To investigate more the characteristics of the tumor in the present study, immunohistochemistry against several proteins related to tumorigenesis or tumor progression was used. Among them, TNF-α and Aurora B exhibited increased expression in tumor cells, especially in invasive glands. TNF-α is a proinflammatory cytokine, produced by immune cells, endothelial cells and fibroblasts, and its elevation correlates with the activity of IBD.9 Moreover, TNF-α may be involved in the development9 and invasion10 of IBD-associated carcinoma of the gastrointestinal tract. One of the TNF-α-mediated pathways is through the activation of Src.10 Src activity is increased in malignant and dysplastic epithelia in UC.2,10 Aurora kinases known so far as Auroras A to C are the key regulators of mitosis and are overexpressed in some carcinomas.11,12 Aurora A and Aurora B may be candidates for diagnostic markers in the carcinogenesis in UC patients.13 The result of our case supports that TNF-α and Aurora B are involved in the carcinogenesis of EWDA in UC.

Since carcinoma cells in the present case exhibited remarkable infiltrating potential, the expression of adhesion molecules and related proteins was investigated. UC-associated carcinoma tends to show reduced expression of standard form CD44 compared to sporadic carcinoma.14 Among variants of CD44, we have focused on CD44v6, because increased expression of CD44v6 has been observed in various tumors including colorectal adenocarcinoma, and there are reports describing a correlation with prognosis.1517 An interesting point of the present case is that invasive glands tended to lack positive immunoreactivity against the anti-CD44v6 antibody, but showed stronger immunoreactivity against the anti-ADAM17 antibody. CD44v6 has a high affinity with extracellular hyaluronan, which entraps tumor cells at the primary site, and its expression tends to be lost at the invasive front and metastatic site.15,18 The ectodomain of CD44 is cleaved by sheddases such as ADAM10 and ADAM17.16,19 Alteration of the receptor site by cleavage may modulate interaction with extracellular hyaluronan, which may give rise to increased invasive ability of the tumor. Similar results have been found between CD44 and matrixmetalloproteinase 9 (MMP-9).20 In addition to MMP-9, cleavage of CD44v6 by ADAM17 may be one of the factors involved in the invasion in the present case.

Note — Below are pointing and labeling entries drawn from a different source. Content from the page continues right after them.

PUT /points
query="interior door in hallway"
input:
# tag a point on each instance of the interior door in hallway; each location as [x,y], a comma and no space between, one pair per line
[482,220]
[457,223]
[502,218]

On biopsy specimens, increased immunoreactivity against anti-CK7, TNF-α and Aurora B antibodies was observed in glands that suggested low-grade dysplasia. Some atypical glands showed decreased expression of CD44v6. Irregular staining pattern of CD44 may be useful for the diagnosis of UC-associated neoplasm.20 Although further investigation is needed, an immunohistochemical panel of CK7, TNF-α, Aurora B and CD44v6 would help a diagnosis of EWDA, especially when there are clinical symptoms like stenosis of our case.

Footnotes

Declaration of conflicting interests: The author(s) declared no potential conflicts of interest with respect to the research, authorship and/or publication of this article.

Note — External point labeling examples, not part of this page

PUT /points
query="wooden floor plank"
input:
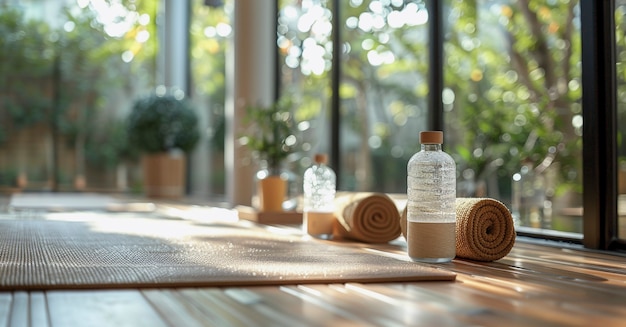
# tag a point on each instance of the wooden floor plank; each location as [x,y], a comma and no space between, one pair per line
[97,308]
[19,310]
[176,309]
[38,310]
[6,298]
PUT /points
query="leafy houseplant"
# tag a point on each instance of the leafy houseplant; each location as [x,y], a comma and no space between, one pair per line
[271,139]
[164,128]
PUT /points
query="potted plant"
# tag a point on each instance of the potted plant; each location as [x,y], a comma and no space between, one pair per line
[164,128]
[271,139]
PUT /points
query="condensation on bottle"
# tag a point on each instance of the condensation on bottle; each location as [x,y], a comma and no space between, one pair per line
[319,185]
[431,194]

Ethical approval: Our institution does not require ethical approval for reporting individual cases or case series.

Funding: The author(s) received no financial support for the research, authorship and/or publication of this article.

Informed consent: Verbal informed consent was obtained from the patient for their anonymized information to be published in this article.